By David Loshin
While I have discussed the methods used for parsing, standardization, and matching is past blog series, one thing I alluded to a few notes back was the need for increased performance of these methods as the data volumes grow.
Let’s think about this for a second. Assume we have 1,000 records, each with a set of data attributes that are selected to be compared for similarity and matching. In the worst case, if we were looking to determine duplicates in that data set, we would need to compare each records against the remaining records. That means doing 999 comparisons 1,000 times, for a total of 999,000 comparisons.
Now assume that we have 1,000, 000 records. Again, in the worst case we compare each record against all the others, and that means 999,999 comparisons performed 1,000,000 times, for a total of 999,999,000,000 potential comparisons. So if we scale up the number of records by a factor of 1,000, the number of total comparisons increases by a factor of 1,000,000!
Of course, our algorithms are going to be smart enough top figure out ways to reduce the computation complexity, but you get the idea – the number of comparisons grows in a geometric way. And even with algorithmic optimizations, the need for computational performance remains, especially when you realize that 1,000,000 records is no longer considered to be a large number of records – more often we look at data sets with tens or hundreds of millions of records, if not billions.
In the best scenario, performance scales with the size of the input. New technologies enable the use of high performance platforms, through hardware appliances, software that exploits massive parallelism and data distribution, and innovative methods for data layouts and exchanges.
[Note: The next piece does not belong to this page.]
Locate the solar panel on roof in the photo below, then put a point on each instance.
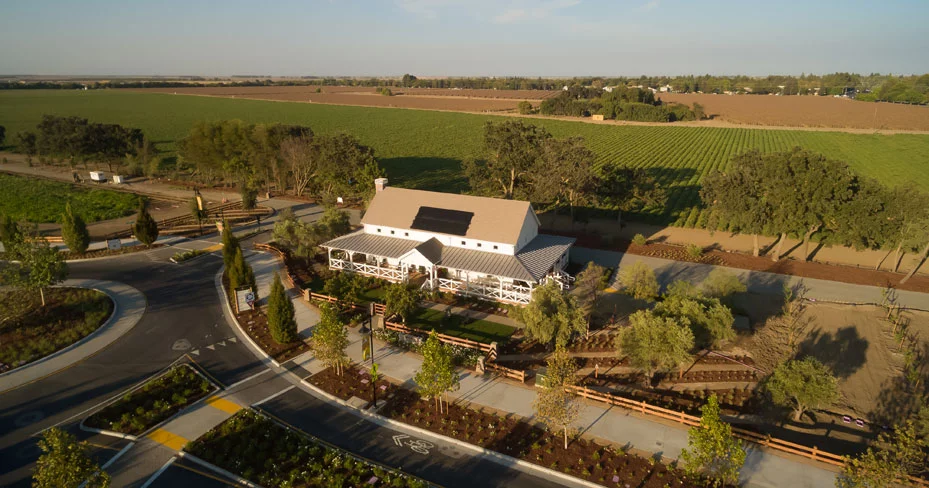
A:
(442, 220)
In my early projects on large-scale entity recognition and master data management, we designed algorithms that would operate in parallel on a network of workstations. Today, these methods have been absorbed into the operational fabric, in which software layers adapt in an elastic manner to existing computing resources.
Either way, the demand is real, and the need for performance will only grow more acute as more data with greater variety and diversity is subjected to analysis. You can’t always just throw more hardware at a problem – you need to understand its complexity and adapt the solutions accordingly. In future blog series, we will look at some of these issues and ways that new tools can be adopted to address the growing performance need.